Non monsieur, lui dis-je ; permettez que je me retire ; on ne peut être plus sensible à vos honnêtetés que je le suis, mais je ne veux pas en abuser : je ne demeure pas loin d’ici ; je me sens beaucoup mieux, et je vous demande en grâce que je m’en aille.

Mais, me dit Valville, quel est le motif de votre répugnance là-dessus, dans une conjoncture aussi naturelle, aussi innocente que l’est celle-ci ? De répugnance, je vous assure que je n’en ai point, répondis-je, et j’aurais grand tort ; mais il sera plus séant d’être chez moi, puisque je puis m’y rendre avec une voiture. Quoi ! partir sitôt, me dit-il en jetant sur moi le plus doux de tous les regards ? Il le faut bien, repris-je en baissant les yeux d’un air triste (ce qui valait bien le regarder moi-même) ; et comme les cœurs s’entendent, apparemment qu’il sentit ce qui se passait dans le mien : car il reprit ma main qu’il baisa avec une naïveté de passion si vive et si rapide, qu’en me disant mille fois, je vous aime, il me l’aurait dit moins intelligiblement qu’il ne fit alors.

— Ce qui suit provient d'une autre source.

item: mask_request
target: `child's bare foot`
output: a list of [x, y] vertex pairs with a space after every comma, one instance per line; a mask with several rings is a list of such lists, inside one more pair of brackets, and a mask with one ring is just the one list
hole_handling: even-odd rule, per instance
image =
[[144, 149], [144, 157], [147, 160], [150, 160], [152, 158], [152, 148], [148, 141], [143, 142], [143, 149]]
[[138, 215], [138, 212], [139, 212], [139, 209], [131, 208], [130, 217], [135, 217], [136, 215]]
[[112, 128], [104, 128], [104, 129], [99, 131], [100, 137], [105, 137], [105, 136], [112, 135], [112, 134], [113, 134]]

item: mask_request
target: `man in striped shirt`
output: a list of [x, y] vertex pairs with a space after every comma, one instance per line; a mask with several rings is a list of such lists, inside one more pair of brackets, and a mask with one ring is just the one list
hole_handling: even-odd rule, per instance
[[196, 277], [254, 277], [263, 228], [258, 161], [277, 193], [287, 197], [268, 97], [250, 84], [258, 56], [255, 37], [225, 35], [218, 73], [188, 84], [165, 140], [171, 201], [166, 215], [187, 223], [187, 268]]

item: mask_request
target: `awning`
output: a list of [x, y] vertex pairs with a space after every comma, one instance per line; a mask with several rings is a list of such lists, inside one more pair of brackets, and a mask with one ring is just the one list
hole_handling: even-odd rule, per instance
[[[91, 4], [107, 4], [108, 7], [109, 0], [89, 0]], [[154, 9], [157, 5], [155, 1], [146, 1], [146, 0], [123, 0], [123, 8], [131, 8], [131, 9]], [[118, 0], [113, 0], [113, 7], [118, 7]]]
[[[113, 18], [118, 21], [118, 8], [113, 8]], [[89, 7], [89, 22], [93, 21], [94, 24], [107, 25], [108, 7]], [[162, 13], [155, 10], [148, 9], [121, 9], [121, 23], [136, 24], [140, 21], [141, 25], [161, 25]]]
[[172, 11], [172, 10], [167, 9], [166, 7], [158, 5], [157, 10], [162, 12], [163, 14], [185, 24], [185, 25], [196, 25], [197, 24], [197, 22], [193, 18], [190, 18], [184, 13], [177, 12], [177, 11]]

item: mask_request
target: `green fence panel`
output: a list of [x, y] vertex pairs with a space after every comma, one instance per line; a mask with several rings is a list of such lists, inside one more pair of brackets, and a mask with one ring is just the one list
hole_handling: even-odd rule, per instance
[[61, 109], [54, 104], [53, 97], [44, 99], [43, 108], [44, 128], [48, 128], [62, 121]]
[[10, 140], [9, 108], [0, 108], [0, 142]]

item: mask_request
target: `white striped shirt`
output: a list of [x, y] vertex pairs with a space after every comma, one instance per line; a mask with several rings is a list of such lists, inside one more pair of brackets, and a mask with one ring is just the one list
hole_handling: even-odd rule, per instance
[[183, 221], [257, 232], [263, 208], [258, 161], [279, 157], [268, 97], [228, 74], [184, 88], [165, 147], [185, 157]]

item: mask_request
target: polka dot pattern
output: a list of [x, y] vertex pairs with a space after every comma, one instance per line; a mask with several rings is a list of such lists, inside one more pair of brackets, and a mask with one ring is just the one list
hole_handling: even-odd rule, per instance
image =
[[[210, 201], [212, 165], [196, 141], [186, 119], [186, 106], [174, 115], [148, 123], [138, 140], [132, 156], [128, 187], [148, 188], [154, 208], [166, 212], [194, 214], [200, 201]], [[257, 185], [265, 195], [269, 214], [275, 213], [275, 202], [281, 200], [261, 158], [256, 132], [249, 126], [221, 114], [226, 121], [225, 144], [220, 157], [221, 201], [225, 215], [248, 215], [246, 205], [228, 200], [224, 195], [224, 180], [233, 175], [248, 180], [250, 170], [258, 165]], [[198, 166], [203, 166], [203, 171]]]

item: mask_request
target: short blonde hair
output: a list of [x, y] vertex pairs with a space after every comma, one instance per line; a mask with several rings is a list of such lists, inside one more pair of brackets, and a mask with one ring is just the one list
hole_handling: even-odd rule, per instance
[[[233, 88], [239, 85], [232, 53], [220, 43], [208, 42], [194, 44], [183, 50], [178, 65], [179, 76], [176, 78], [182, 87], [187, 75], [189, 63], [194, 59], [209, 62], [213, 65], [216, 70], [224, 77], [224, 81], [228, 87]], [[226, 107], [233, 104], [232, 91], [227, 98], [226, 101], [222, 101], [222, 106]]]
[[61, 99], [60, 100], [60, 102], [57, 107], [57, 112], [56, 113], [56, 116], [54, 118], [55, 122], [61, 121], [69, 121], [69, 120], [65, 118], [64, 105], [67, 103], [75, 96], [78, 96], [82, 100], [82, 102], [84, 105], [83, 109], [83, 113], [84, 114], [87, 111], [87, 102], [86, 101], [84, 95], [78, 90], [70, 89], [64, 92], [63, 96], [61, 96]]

Il n’y avait plus moyen de s’y méprendre ; voilà qui était fini : c’était un amant que je voyais : il se montrait à visage découvert : et je ne pouvais, avec mes petites dissimulations, parer l’évidence de son amour. Il ne restait plus qu’à savoir ce que j’en pensais, et je crois qu’il dut être content de moi ; je demeurai étourdie, muette et confuse : ce qui était signe que j’étais charmée ; car avec un homme qui nous est indifférent, ou qui nous déplaît, on en est quitte à meilleur marché ; il ne nous met pas dans ce désordre-là : on voit mieux ce qu’on fait avec lui ; et c’est ordinairement parce qu’on aime, qu’on est troublée en pareil cas.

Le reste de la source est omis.